Cities in Tennessee are ever-growing, and as they look to expand roads, install sewers and electrical lines and perform other tasks essential to the proper growth of a city, it may be necessary for them to acquire property owned by private citizens. This right of the government is known as "eminent domain."
It may seem unfair that the government can take private land, but this right is not absolute. First of all, it can only be exercised for public purposes. In addition, if the government must take private property, it must provide the property owner with fair compensation.
The process of eminent domain is called "condemnation." First, the government will decide which pieces of private property it will need. After that, the property will be appraised. Once it is determined what the property is worth, the government will offer the property owner compensation for the property. If the property owner accepts the offer, the property would be sold to the government. If the property owner does not accept the offer, then condemnation proceedings will commence.
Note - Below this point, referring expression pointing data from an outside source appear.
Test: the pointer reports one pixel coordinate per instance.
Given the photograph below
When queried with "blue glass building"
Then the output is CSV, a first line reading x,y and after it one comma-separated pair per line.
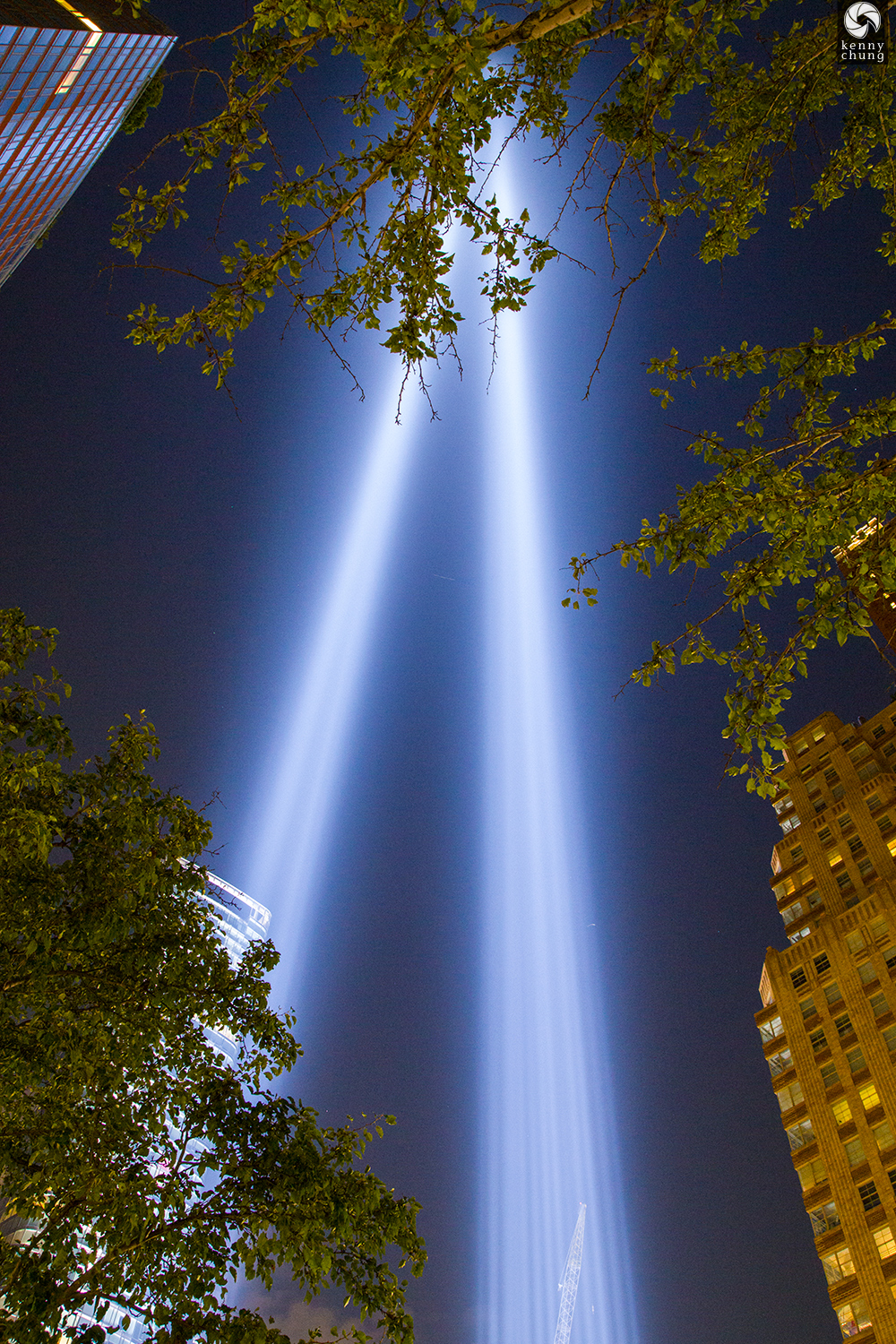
x,y
69,74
In a condemnation proceeding the property owner can present to the government an offer that reflects what he or she believes the property is worth. Oftentimes this takes the help of professionals, such as an appraiser and a lawyer. The property owner is also allowed to contest what the government wants to use the property for and he or she can oppose the forced selling of the property.
However, if the government's intentions for the property is proper, it is nearly impossible to contest it. That being said, the property owner can say that the government is taking too much of the property than what it needs to achieve its purpose. This is because the right of eminent domain is limited to the extent needed to achieve its purpose. The timing of the valuation can also be contested. The government cannot do something that substantially lowers the value of the property.
In the end, while those who are contesting an act of eminent domain are facing an uphill battle, they are not without help. An attorney can assist them throughout the process, with the aim of achieving a fair and appropriate outcome.